О-Хару вернулась в Асию в тот же день, как Таэко вышла из клиники. Отец с мачехой нашли ей жениха, и она попросила хозяйку отпустить её дня на два домой после свадьбы Юкико.
* * *
Вот так в короткое время в жизни семьи одна за другой произошли внезапные перемены. Думая о том как тихо и пусто станет теперь в доме, Сатико ощущала себя совсем как мать, которой предстоит выдать замуж любимую дочь.

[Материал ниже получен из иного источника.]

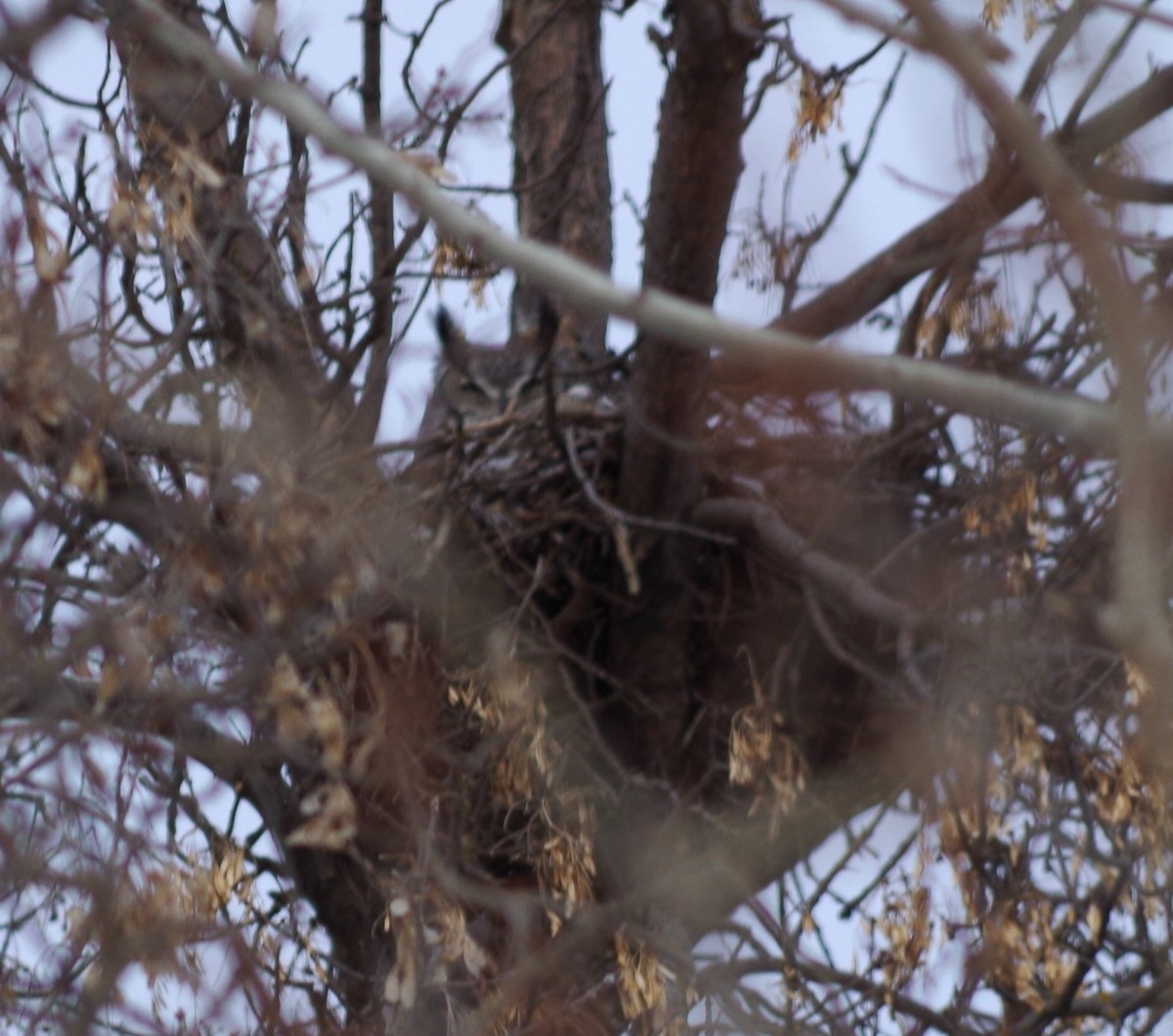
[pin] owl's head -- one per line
(479, 382)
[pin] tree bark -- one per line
(561, 177)
(698, 163)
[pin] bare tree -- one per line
(614, 701)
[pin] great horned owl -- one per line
(476, 382)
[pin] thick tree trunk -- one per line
(698, 163)
(562, 177)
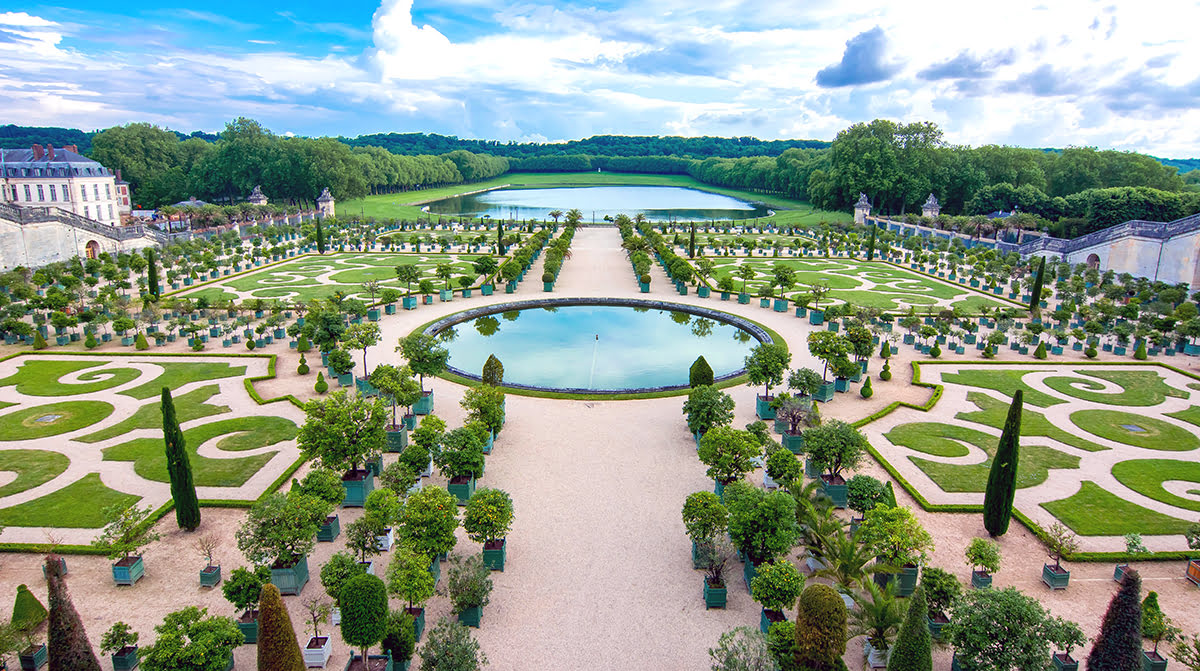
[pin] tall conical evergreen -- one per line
(1036, 293)
(179, 467)
(913, 646)
(997, 502)
(67, 645)
(1119, 645)
(277, 647)
(153, 274)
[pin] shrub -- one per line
(700, 373)
(277, 647)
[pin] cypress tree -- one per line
(153, 274)
(1119, 645)
(1036, 294)
(700, 373)
(67, 645)
(179, 467)
(912, 649)
(997, 502)
(277, 647)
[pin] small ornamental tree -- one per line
(913, 647)
(766, 365)
(820, 629)
(700, 373)
(277, 647)
(429, 520)
(707, 407)
(67, 645)
(364, 603)
(1006, 629)
(834, 447)
(487, 516)
(729, 453)
(1119, 643)
(179, 467)
(191, 639)
(997, 503)
(343, 431)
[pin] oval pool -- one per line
(657, 203)
(603, 346)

Она бродила по комнатам задумчивая и потерянная. Было решено, что Юкико с сестрой и зятем выедут в Токио ночным поездом двадцать шестого, и приближающаяся разлука удручала её ещё больше, чем Сатико. Несколько дней у Юкико был расстроен желудок. Она пила таблетки, но без сколько-нибудь заметного результата. Утром двадцать шестого из Осаки наконец доставили заказанный для неё парик.[127] Юкико примерила его и поставила в нишу. Вернувшись из школы, Эцуко обнаружила парик и сейчас же отправилась демонстрировать его служанкам на кухне:
— Вы только посмотрите, какая маленькая головка у Юкико!
В тот же день прибыли и свадебные кимоно от «Кодзутии». Юкико взглянула на них и с грустью подумала: ах, если бы только они предназначались не для свадьбы!..

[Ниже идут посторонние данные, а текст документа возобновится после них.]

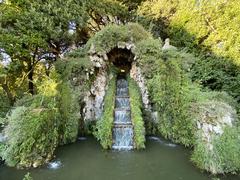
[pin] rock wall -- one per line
(213, 117)
(94, 99)
(135, 73)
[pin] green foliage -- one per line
(69, 110)
(170, 90)
(136, 114)
(107, 39)
(225, 153)
(4, 105)
(27, 177)
(32, 136)
(104, 126)
(217, 74)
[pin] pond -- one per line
(85, 160)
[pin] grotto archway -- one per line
(114, 45)
(121, 59)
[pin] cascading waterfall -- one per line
(123, 128)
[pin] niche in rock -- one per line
(121, 58)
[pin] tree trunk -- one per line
(30, 78)
(9, 94)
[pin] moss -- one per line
(104, 126)
(224, 155)
(136, 114)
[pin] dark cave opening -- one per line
(121, 58)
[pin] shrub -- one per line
(27, 177)
(32, 136)
(69, 113)
(106, 39)
(136, 114)
(104, 126)
(224, 155)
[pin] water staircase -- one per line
(123, 127)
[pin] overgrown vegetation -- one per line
(109, 37)
(224, 155)
(104, 125)
(43, 99)
(136, 114)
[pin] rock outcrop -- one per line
(95, 97)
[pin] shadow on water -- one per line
(86, 160)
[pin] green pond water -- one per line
(85, 160)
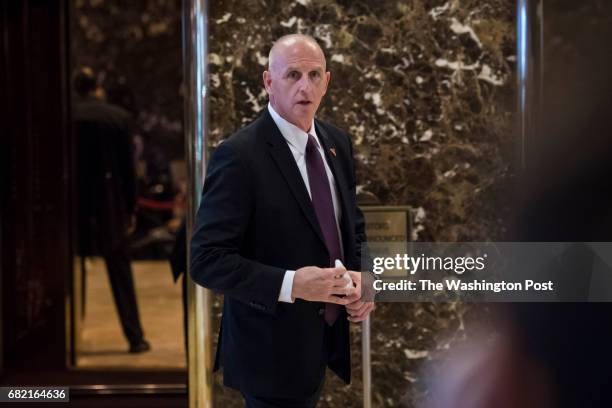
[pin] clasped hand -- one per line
(332, 285)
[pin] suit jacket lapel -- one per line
(280, 152)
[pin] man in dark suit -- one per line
(278, 209)
(107, 195)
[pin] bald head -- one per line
(292, 44)
(296, 79)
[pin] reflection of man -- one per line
(106, 195)
(278, 209)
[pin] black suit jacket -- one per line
(256, 220)
(106, 181)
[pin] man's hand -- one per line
(357, 309)
(323, 285)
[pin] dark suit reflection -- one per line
(106, 199)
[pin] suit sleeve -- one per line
(219, 230)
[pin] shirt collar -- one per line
(295, 136)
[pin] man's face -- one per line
(296, 82)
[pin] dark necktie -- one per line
(320, 191)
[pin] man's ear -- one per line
(267, 81)
(327, 79)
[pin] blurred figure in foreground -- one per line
(106, 195)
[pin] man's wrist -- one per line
(286, 293)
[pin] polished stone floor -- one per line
(159, 300)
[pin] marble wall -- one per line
(426, 88)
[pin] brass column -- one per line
(195, 77)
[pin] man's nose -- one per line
(304, 84)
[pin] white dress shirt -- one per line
(297, 139)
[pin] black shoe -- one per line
(140, 347)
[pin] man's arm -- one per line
(219, 231)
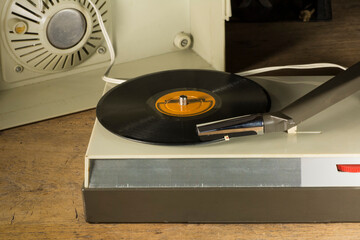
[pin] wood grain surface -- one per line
(41, 174)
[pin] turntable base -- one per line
(272, 178)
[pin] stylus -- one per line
(317, 100)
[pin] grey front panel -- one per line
(199, 173)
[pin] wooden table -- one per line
(41, 174)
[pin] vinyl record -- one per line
(164, 107)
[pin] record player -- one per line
(308, 174)
(279, 177)
(140, 167)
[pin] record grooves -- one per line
(164, 107)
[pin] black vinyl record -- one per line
(164, 107)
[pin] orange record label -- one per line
(185, 103)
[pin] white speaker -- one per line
(52, 59)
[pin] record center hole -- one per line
(183, 100)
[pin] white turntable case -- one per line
(289, 167)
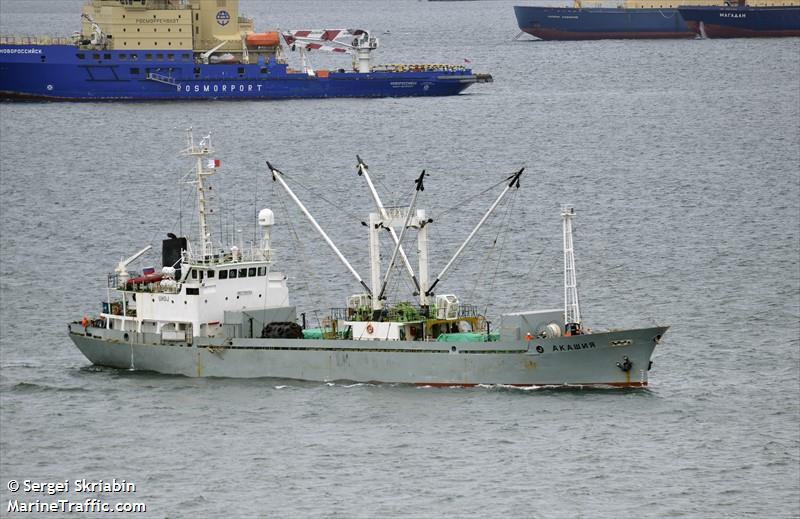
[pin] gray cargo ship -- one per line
(212, 313)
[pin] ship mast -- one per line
(572, 313)
(202, 151)
(363, 170)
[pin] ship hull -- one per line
(743, 22)
(561, 23)
(580, 360)
(63, 73)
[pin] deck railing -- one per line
(35, 40)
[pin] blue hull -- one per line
(562, 23)
(63, 72)
(743, 22)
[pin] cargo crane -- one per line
(356, 42)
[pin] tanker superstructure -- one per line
(223, 311)
(204, 49)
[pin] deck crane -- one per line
(356, 42)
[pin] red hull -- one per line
(722, 31)
(550, 34)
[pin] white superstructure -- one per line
(188, 296)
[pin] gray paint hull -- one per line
(580, 360)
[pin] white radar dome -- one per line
(266, 218)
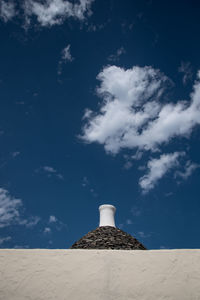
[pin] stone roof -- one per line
(108, 237)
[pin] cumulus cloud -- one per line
(47, 12)
(186, 69)
(9, 208)
(157, 168)
(132, 114)
(7, 10)
(188, 170)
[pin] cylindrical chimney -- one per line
(107, 215)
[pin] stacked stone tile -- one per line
(108, 237)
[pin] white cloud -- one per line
(50, 171)
(9, 208)
(157, 168)
(136, 212)
(55, 12)
(47, 12)
(188, 170)
(129, 222)
(7, 10)
(4, 239)
(119, 52)
(132, 113)
(186, 69)
(29, 222)
(143, 235)
(52, 219)
(11, 211)
(47, 230)
(66, 55)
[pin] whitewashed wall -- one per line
(98, 274)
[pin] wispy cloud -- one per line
(9, 208)
(30, 222)
(143, 235)
(12, 211)
(52, 219)
(116, 56)
(157, 168)
(47, 12)
(65, 57)
(7, 10)
(188, 170)
(186, 69)
(50, 172)
(47, 230)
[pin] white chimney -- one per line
(107, 215)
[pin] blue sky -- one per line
(99, 103)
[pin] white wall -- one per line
(99, 274)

Сатико вдруг вспомнила, как тоскливо ей было накануне собственной свадьбы. Сёстры удивлялись тогда: отчего она такая невесёлая? И Сатико ответила им стихотворением:
Свадебный свой наряд
я сегодня опять примеряла.
И сердце томит печаль…
В день отъезда Юкико всё ещё была нездорова. Боль по-прежнему не унималась и преследовала её всю ночь в поезде.
январь 1943 — декабрь 1948
Дзюнъитиро Танидзаки (1886–1965) — классик японской литературы, продолжатель её многовековых традиций, один из самых значительных и оригинальных писателей Японии первой половины XX века. Творческая судьба его сложилась счастливо — с первых шагов в литературе его признали и критики, и широкие читательские круги, а за пределами Японии его сочинения стали известны даже раньше, чем творчество многих других крупных японских писателей. Общеизвестно, что, когда решался вопрос о присуждении кому-либо из японских писателей Нобелевской премии в области литературы, Танидзаки называли в качестве возможного кандидата наравне с Ясунари Кавабатой, несмотря на то, что к тому времени (1973 г.) писателя уже не было в живых.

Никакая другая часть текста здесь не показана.